See...I believe in religious freedom as long as no one is getting hurt and I don't actually have a problem with polygamy as long as it occurs between consenting adults who have little consanguinity (I personally could not hold with a religion that allowed polygamy but not polyandry, but I don't need everyone else to feel that way)...but we know this religious sect has a history of incest and child sexual abuse from way back because enough girls have escaped to tell the tale before they even got to Texas. Does that mean that all of the families allow such atrocities, even in a culture that may be more supportive of such behavior than mainstream culture? Of course not. I feel for those good families whose children have been ripped from them when they were in no real danger of harm...of course I do. I maybe even can identify with them a bit since I belong to a fairly non-mainstream religion myself and have raised my children with non-mainstream values (if on the other side of the spectrum from this group). Also, I am a social worker and former CPS worker, and I knew from the beginning that it was highly irregular for the State to treat that whole compound as one family and remove hundreds of children. I know why they did it, though, and why I am worried that the children are going home.

Waco.

When I was in college, CPS investigated a weird religious compound in Waco after receiving allegations of child sexual abuse similar to the ones received about this compound. CPS followed the rules they were supposed to follow and looked at the individual families and found no proof that abuse had occurred and left the kids there. Then the kids all burned. To death. All of them. A short time later, I went to graduate school with some of the social workers who had participated in the investigation. Texas social workers aren't going to be able to forget Waco - not ever.

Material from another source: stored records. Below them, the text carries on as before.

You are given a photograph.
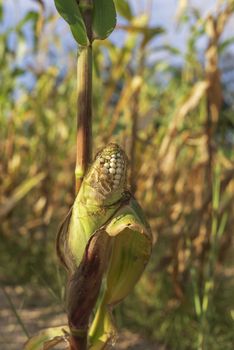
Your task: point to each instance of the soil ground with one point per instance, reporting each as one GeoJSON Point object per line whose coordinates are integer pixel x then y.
{"type": "Point", "coordinates": [37, 312]}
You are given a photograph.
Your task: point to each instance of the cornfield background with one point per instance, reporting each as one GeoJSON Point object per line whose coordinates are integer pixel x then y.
{"type": "Point", "coordinates": [172, 110]}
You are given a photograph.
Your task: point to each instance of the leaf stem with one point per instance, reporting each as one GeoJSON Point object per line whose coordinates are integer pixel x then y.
{"type": "Point", "coordinates": [84, 113]}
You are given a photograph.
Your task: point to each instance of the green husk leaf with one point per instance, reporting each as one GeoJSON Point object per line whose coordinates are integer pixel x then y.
{"type": "Point", "coordinates": [70, 12]}
{"type": "Point", "coordinates": [104, 18]}
{"type": "Point", "coordinates": [48, 338]}
{"type": "Point", "coordinates": [130, 253]}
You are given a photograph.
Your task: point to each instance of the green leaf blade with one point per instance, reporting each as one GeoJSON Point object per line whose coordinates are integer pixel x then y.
{"type": "Point", "coordinates": [104, 18]}
{"type": "Point", "coordinates": [47, 338]}
{"type": "Point", "coordinates": [124, 9]}
{"type": "Point", "coordinates": [70, 12]}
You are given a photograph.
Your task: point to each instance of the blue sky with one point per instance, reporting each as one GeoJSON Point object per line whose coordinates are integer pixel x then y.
{"type": "Point", "coordinates": [163, 14]}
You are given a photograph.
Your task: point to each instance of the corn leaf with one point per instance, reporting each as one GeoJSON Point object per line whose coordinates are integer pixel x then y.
{"type": "Point", "coordinates": [47, 338]}
{"type": "Point", "coordinates": [104, 18]}
{"type": "Point", "coordinates": [130, 254]}
{"type": "Point", "coordinates": [124, 9]}
{"type": "Point", "coordinates": [70, 12]}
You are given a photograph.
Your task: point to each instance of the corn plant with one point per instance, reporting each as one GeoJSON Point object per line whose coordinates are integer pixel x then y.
{"type": "Point", "coordinates": [105, 241]}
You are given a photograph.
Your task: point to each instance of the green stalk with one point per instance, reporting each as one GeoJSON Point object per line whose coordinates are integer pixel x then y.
{"type": "Point", "coordinates": [84, 113]}
{"type": "Point", "coordinates": [84, 127]}
{"type": "Point", "coordinates": [84, 98]}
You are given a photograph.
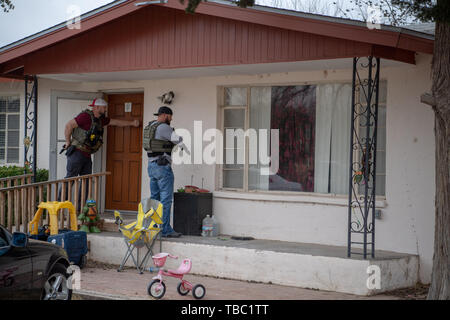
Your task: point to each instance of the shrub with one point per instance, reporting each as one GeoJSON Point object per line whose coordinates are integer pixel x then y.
{"type": "Point", "coordinates": [10, 171]}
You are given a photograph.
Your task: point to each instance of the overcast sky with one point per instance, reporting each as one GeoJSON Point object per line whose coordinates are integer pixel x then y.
{"type": "Point", "coordinates": [32, 16]}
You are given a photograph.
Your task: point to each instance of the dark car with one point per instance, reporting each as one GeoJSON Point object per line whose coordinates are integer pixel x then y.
{"type": "Point", "coordinates": [32, 269]}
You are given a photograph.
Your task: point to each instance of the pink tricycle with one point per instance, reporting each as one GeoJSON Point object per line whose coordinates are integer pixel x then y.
{"type": "Point", "coordinates": [157, 288]}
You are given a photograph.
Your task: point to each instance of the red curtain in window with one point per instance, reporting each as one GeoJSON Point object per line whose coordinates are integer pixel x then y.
{"type": "Point", "coordinates": [293, 110]}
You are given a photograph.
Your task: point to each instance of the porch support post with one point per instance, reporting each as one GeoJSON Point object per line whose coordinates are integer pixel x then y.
{"type": "Point", "coordinates": [363, 147]}
{"type": "Point", "coordinates": [30, 124]}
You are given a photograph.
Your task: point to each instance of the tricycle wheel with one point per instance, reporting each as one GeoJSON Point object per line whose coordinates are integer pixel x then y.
{"type": "Point", "coordinates": [156, 289]}
{"type": "Point", "coordinates": [182, 290]}
{"type": "Point", "coordinates": [198, 291]}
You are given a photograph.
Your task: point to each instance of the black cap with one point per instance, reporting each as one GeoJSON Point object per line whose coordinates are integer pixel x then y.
{"type": "Point", "coordinates": [164, 110]}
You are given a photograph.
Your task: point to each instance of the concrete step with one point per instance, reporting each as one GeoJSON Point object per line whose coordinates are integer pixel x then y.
{"type": "Point", "coordinates": [301, 265]}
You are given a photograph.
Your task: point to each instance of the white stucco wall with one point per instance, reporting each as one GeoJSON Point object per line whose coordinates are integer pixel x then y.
{"type": "Point", "coordinates": [407, 223]}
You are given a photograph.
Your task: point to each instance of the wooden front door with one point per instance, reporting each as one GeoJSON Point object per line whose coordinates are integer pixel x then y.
{"type": "Point", "coordinates": [124, 153]}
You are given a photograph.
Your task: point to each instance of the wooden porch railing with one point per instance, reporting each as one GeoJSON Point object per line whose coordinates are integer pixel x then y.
{"type": "Point", "coordinates": [15, 180]}
{"type": "Point", "coordinates": [19, 203]}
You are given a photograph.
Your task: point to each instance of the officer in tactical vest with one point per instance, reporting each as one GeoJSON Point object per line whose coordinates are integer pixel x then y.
{"type": "Point", "coordinates": [84, 136]}
{"type": "Point", "coordinates": [159, 141]}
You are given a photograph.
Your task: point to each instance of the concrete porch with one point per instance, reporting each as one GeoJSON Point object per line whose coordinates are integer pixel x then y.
{"type": "Point", "coordinates": [301, 265]}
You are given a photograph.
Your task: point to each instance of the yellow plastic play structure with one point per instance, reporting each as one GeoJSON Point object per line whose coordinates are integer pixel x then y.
{"type": "Point", "coordinates": [53, 207]}
{"type": "Point", "coordinates": [142, 232]}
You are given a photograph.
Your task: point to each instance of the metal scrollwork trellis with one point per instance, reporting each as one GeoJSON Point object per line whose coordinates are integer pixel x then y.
{"type": "Point", "coordinates": [30, 124]}
{"type": "Point", "coordinates": [363, 142]}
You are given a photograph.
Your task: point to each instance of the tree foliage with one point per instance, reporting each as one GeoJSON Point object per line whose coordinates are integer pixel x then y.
{"type": "Point", "coordinates": [426, 10]}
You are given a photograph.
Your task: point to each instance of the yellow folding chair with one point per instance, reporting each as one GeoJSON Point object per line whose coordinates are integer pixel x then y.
{"type": "Point", "coordinates": [141, 233]}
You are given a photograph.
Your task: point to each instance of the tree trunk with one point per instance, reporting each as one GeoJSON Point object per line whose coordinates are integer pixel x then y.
{"type": "Point", "coordinates": [440, 278]}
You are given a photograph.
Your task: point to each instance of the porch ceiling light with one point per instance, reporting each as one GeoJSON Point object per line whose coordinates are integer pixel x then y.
{"type": "Point", "coordinates": [167, 98]}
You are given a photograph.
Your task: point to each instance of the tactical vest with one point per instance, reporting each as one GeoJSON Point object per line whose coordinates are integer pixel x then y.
{"type": "Point", "coordinates": [88, 140]}
{"type": "Point", "coordinates": [155, 147]}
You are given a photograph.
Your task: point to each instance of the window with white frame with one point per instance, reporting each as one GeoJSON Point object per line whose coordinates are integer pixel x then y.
{"type": "Point", "coordinates": [313, 123]}
{"type": "Point", "coordinates": [9, 128]}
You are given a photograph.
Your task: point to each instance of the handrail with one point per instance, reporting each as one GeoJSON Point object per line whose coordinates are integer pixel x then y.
{"type": "Point", "coordinates": [37, 184]}
{"type": "Point", "coordinates": [19, 203]}
{"type": "Point", "coordinates": [28, 175]}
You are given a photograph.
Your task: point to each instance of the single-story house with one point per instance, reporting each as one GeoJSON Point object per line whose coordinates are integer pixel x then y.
{"type": "Point", "coordinates": [309, 76]}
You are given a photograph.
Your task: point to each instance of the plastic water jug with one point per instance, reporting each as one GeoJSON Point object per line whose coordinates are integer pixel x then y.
{"type": "Point", "coordinates": [215, 230]}
{"type": "Point", "coordinates": [207, 226]}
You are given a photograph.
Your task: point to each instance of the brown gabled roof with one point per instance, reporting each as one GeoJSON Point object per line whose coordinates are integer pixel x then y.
{"type": "Point", "coordinates": [350, 38]}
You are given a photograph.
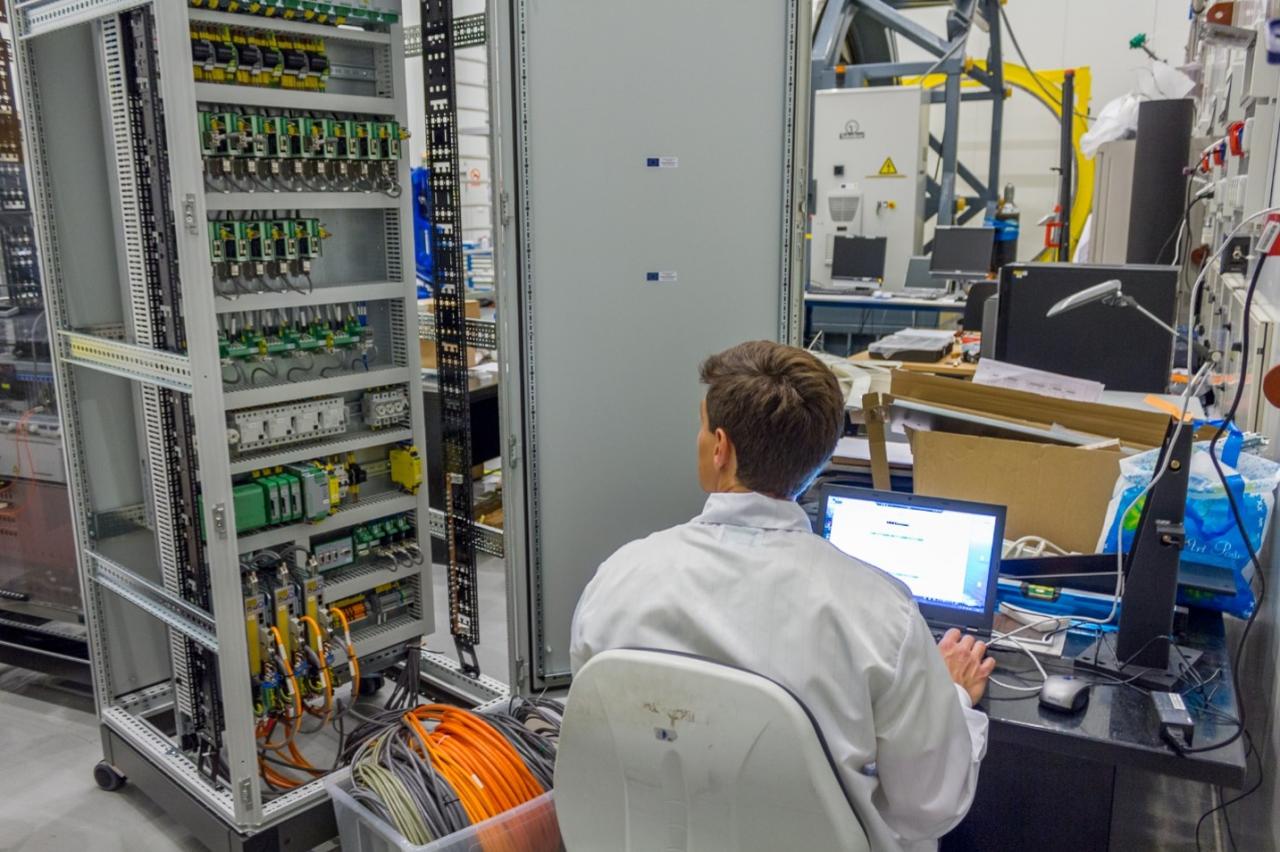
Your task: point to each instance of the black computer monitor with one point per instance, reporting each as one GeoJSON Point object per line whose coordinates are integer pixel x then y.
{"type": "Point", "coordinates": [858, 259]}
{"type": "Point", "coordinates": [961, 252]}
{"type": "Point", "coordinates": [1116, 346]}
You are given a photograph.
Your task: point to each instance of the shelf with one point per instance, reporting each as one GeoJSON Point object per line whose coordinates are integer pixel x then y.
{"type": "Point", "coordinates": [293, 99]}
{"type": "Point", "coordinates": [302, 452]}
{"type": "Point", "coordinates": [282, 24]}
{"type": "Point", "coordinates": [356, 578]}
{"type": "Point", "coordinates": [348, 516]}
{"type": "Point", "coordinates": [366, 292]}
{"type": "Point", "coordinates": [224, 201]}
{"type": "Point", "coordinates": [370, 640]}
{"type": "Point", "coordinates": [288, 392]}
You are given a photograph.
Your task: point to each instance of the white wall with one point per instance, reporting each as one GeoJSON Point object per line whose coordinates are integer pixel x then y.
{"type": "Point", "coordinates": [472, 94]}
{"type": "Point", "coordinates": [1055, 35]}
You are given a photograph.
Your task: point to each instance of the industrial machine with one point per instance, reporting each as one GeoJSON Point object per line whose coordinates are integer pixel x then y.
{"type": "Point", "coordinates": [40, 603]}
{"type": "Point", "coordinates": [1234, 165]}
{"type": "Point", "coordinates": [585, 441]}
{"type": "Point", "coordinates": [869, 147]}
{"type": "Point", "coordinates": [222, 225]}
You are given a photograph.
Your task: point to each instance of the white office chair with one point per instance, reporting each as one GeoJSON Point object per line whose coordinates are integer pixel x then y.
{"type": "Point", "coordinates": [672, 752]}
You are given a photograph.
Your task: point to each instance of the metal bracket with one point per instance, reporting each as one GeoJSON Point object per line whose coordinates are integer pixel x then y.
{"type": "Point", "coordinates": [481, 334]}
{"type": "Point", "coordinates": [469, 31]}
{"type": "Point", "coordinates": [352, 72]}
{"type": "Point", "coordinates": [188, 214]}
{"type": "Point", "coordinates": [140, 363]}
{"type": "Point", "coordinates": [183, 617]}
{"type": "Point", "coordinates": [220, 520]}
{"type": "Point", "coordinates": [115, 522]}
{"type": "Point", "coordinates": [412, 41]}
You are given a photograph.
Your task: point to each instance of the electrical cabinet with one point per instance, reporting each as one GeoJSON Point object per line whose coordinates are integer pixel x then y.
{"type": "Point", "coordinates": [223, 225]}
{"type": "Point", "coordinates": [869, 149]}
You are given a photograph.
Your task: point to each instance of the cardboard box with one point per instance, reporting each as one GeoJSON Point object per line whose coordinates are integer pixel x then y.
{"type": "Point", "coordinates": [1057, 493]}
{"type": "Point", "coordinates": [1136, 427]}
{"type": "Point", "coordinates": [428, 347]}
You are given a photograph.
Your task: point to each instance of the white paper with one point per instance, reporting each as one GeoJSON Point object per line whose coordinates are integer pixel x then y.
{"type": "Point", "coordinates": [1037, 381]}
{"type": "Point", "coordinates": [859, 449]}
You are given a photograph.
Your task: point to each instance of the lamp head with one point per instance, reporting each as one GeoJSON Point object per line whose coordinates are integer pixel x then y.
{"type": "Point", "coordinates": [1086, 297]}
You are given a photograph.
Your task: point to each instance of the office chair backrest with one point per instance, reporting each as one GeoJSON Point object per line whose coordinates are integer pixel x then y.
{"type": "Point", "coordinates": [974, 302]}
{"type": "Point", "coordinates": [668, 751]}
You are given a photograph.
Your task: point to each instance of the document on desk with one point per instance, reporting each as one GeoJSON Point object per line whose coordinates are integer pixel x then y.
{"type": "Point", "coordinates": [1037, 381]}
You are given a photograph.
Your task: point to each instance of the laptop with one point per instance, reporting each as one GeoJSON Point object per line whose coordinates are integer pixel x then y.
{"type": "Point", "coordinates": [946, 552]}
{"type": "Point", "coordinates": [920, 282]}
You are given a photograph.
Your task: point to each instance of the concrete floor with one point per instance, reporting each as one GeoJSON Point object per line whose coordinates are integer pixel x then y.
{"type": "Point", "coordinates": [49, 743]}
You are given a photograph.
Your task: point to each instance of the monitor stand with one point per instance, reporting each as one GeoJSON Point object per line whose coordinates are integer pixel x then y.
{"type": "Point", "coordinates": [1101, 656]}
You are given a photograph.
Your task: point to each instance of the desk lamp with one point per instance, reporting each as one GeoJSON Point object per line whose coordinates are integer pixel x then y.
{"type": "Point", "coordinates": [1111, 293]}
{"type": "Point", "coordinates": [1141, 651]}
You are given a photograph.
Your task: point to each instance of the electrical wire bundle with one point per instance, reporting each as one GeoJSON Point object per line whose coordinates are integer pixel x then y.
{"type": "Point", "coordinates": [435, 769]}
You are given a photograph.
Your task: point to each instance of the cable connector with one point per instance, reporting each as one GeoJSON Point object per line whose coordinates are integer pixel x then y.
{"type": "Point", "coordinates": [1175, 723]}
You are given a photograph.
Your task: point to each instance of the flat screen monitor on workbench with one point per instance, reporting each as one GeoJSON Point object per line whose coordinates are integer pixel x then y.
{"type": "Point", "coordinates": [1115, 346]}
{"type": "Point", "coordinates": [859, 261]}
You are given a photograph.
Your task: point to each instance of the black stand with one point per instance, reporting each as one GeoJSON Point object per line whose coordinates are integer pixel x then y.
{"type": "Point", "coordinates": [1142, 650]}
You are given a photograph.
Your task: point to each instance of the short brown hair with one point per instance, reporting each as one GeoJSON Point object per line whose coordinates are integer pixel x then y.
{"type": "Point", "coordinates": [781, 408]}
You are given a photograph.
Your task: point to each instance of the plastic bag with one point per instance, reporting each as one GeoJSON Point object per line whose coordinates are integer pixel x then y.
{"type": "Point", "coordinates": [1212, 536]}
{"type": "Point", "coordinates": [1118, 120]}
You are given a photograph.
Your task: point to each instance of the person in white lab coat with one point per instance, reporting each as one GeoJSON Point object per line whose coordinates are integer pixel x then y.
{"type": "Point", "coordinates": [748, 583]}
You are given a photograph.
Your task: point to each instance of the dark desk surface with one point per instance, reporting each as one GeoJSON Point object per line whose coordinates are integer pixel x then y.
{"type": "Point", "coordinates": [1115, 728]}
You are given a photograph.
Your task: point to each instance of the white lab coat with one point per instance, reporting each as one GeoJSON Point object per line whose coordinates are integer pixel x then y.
{"type": "Point", "coordinates": [748, 583]}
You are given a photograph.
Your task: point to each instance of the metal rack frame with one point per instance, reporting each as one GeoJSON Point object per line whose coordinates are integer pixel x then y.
{"type": "Point", "coordinates": [135, 736]}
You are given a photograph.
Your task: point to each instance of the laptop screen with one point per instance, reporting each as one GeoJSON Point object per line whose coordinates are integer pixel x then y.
{"type": "Point", "coordinates": [859, 257]}
{"type": "Point", "coordinates": [946, 552]}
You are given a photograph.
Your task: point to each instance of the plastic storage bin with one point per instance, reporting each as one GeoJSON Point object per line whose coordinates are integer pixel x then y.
{"type": "Point", "coordinates": [529, 828]}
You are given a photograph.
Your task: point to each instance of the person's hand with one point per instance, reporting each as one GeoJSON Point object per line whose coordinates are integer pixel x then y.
{"type": "Point", "coordinates": [967, 662]}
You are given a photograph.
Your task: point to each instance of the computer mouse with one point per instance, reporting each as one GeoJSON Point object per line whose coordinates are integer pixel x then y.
{"type": "Point", "coordinates": [1065, 694]}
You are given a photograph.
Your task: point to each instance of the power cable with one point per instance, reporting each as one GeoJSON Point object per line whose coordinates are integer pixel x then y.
{"type": "Point", "coordinates": [1031, 68]}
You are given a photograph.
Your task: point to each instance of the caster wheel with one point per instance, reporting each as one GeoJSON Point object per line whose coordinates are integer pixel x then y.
{"type": "Point", "coordinates": [371, 685]}
{"type": "Point", "coordinates": [108, 777]}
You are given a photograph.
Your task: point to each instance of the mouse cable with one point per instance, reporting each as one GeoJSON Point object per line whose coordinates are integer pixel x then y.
{"type": "Point", "coordinates": [1249, 751]}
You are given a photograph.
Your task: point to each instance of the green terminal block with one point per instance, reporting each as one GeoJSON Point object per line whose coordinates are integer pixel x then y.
{"type": "Point", "coordinates": [269, 137]}
{"type": "Point", "coordinates": [309, 236]}
{"type": "Point", "coordinates": [286, 241]}
{"type": "Point", "coordinates": [215, 133]}
{"type": "Point", "coordinates": [228, 242]}
{"type": "Point", "coordinates": [389, 140]}
{"type": "Point", "coordinates": [314, 485]}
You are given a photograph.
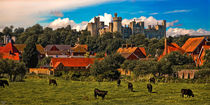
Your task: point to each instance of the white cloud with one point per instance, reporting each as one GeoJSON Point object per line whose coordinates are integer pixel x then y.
{"type": "Point", "coordinates": [180, 31]}
{"type": "Point", "coordinates": [57, 13]}
{"type": "Point", "coordinates": [176, 11]}
{"type": "Point", "coordinates": [155, 13]}
{"type": "Point", "coordinates": [59, 23]}
{"type": "Point", "coordinates": [24, 13]}
{"type": "Point", "coordinates": [107, 18]}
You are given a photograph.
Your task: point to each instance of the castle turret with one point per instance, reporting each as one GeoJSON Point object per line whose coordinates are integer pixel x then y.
{"type": "Point", "coordinates": [142, 26]}
{"type": "Point", "coordinates": [117, 23]}
{"type": "Point", "coordinates": [110, 27]}
{"type": "Point", "coordinates": [164, 27]}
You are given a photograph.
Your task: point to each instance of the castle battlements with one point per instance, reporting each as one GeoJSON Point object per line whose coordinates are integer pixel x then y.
{"type": "Point", "coordinates": [98, 28]}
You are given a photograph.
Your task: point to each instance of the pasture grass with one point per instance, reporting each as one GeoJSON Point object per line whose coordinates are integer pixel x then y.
{"type": "Point", "coordinates": [38, 92]}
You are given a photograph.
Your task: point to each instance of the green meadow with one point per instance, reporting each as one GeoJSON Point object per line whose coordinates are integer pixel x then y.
{"type": "Point", "coordinates": [38, 92]}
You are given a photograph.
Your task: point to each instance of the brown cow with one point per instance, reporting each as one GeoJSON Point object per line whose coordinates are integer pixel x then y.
{"type": "Point", "coordinates": [118, 82]}
{"type": "Point", "coordinates": [149, 87]}
{"type": "Point", "coordinates": [5, 82]}
{"type": "Point", "coordinates": [187, 92]}
{"type": "Point", "coordinates": [101, 93]}
{"type": "Point", "coordinates": [130, 86]}
{"type": "Point", "coordinates": [52, 81]}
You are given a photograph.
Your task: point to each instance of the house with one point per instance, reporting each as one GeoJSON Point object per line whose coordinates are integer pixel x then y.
{"type": "Point", "coordinates": [65, 51]}
{"type": "Point", "coordinates": [39, 48]}
{"type": "Point", "coordinates": [57, 51]}
{"type": "Point", "coordinates": [79, 50]}
{"type": "Point", "coordinates": [193, 46]}
{"type": "Point", "coordinates": [72, 63]}
{"type": "Point", "coordinates": [200, 58]}
{"type": "Point", "coordinates": [9, 51]}
{"type": "Point", "coordinates": [170, 47]}
{"type": "Point", "coordinates": [132, 53]}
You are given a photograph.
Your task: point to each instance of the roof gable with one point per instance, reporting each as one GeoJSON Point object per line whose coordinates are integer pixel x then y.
{"type": "Point", "coordinates": [9, 48]}
{"type": "Point", "coordinates": [73, 62]}
{"type": "Point", "coordinates": [192, 43]}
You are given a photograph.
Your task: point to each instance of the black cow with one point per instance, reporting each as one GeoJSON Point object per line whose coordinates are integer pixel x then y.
{"type": "Point", "coordinates": [130, 86]}
{"type": "Point", "coordinates": [152, 80]}
{"type": "Point", "coordinates": [101, 93]}
{"type": "Point", "coordinates": [52, 81]}
{"type": "Point", "coordinates": [5, 82]}
{"type": "Point", "coordinates": [149, 87]}
{"type": "Point", "coordinates": [118, 82]}
{"type": "Point", "coordinates": [1, 84]}
{"type": "Point", "coordinates": [187, 92]}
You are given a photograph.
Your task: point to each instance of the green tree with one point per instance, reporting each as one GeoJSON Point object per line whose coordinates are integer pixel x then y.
{"type": "Point", "coordinates": [30, 55]}
{"type": "Point", "coordinates": [207, 59]}
{"type": "Point", "coordinates": [43, 62]}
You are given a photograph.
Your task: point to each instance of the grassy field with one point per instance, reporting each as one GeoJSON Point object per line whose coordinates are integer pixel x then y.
{"type": "Point", "coordinates": [38, 92]}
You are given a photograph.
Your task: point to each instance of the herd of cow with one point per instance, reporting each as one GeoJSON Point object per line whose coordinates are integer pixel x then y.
{"type": "Point", "coordinates": [102, 93]}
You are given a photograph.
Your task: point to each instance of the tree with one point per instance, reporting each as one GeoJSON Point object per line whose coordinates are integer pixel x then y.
{"type": "Point", "coordinates": [43, 62]}
{"type": "Point", "coordinates": [207, 59]}
{"type": "Point", "coordinates": [8, 30]}
{"type": "Point", "coordinates": [30, 55]}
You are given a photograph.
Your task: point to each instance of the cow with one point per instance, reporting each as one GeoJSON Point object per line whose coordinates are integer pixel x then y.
{"type": "Point", "coordinates": [1, 84]}
{"type": "Point", "coordinates": [5, 82]}
{"type": "Point", "coordinates": [52, 81]}
{"type": "Point", "coordinates": [101, 93]}
{"type": "Point", "coordinates": [152, 80]}
{"type": "Point", "coordinates": [149, 87]}
{"type": "Point", "coordinates": [187, 92]}
{"type": "Point", "coordinates": [118, 82]}
{"type": "Point", "coordinates": [130, 86]}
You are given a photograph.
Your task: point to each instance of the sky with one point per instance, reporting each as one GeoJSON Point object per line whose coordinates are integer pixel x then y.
{"type": "Point", "coordinates": [182, 16]}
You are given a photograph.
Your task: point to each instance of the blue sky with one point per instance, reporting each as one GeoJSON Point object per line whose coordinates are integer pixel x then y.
{"type": "Point", "coordinates": [192, 14]}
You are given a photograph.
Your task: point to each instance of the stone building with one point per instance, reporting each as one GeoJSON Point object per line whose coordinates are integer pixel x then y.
{"type": "Point", "coordinates": [98, 28]}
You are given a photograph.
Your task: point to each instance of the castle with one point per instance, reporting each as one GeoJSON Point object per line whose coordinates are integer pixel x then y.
{"type": "Point", "coordinates": [98, 28]}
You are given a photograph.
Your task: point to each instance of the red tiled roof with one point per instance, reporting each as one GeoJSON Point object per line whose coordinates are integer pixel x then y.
{"type": "Point", "coordinates": [73, 62]}
{"type": "Point", "coordinates": [9, 52]}
{"type": "Point", "coordinates": [200, 59]}
{"type": "Point", "coordinates": [9, 47]}
{"type": "Point", "coordinates": [192, 43]}
{"type": "Point", "coordinates": [170, 48]}
{"type": "Point", "coordinates": [143, 50]}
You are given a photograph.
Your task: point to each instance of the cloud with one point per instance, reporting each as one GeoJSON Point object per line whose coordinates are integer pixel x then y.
{"type": "Point", "coordinates": [57, 13]}
{"type": "Point", "coordinates": [107, 18]}
{"type": "Point", "coordinates": [155, 13]}
{"type": "Point", "coordinates": [24, 13]}
{"type": "Point", "coordinates": [59, 23]}
{"type": "Point", "coordinates": [176, 11]}
{"type": "Point", "coordinates": [171, 24]}
{"type": "Point", "coordinates": [180, 31]}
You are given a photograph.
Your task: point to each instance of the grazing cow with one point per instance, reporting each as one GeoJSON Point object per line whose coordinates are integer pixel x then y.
{"type": "Point", "coordinates": [187, 92]}
{"type": "Point", "coordinates": [149, 87]}
{"type": "Point", "coordinates": [52, 81]}
{"type": "Point", "coordinates": [118, 82]}
{"type": "Point", "coordinates": [152, 80]}
{"type": "Point", "coordinates": [101, 93]}
{"type": "Point", "coordinates": [130, 86]}
{"type": "Point", "coordinates": [1, 84]}
{"type": "Point", "coordinates": [5, 82]}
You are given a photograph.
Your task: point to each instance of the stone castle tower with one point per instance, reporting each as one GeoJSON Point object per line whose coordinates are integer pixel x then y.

So while removing all those kids may not be legal for some very good reasons, there are also some very good reasons why Texas did it anyways. And there is a generation of social workers in Texas who watch this story with a panicky feeling that we hope those mothers understand. We just care about their children, too.



2 comments:

gojirama said...

I totally understand where you're comimg from. It's hard, and you just never know.

Saints and Spinners said...

Thanks for writing this. I didn't know.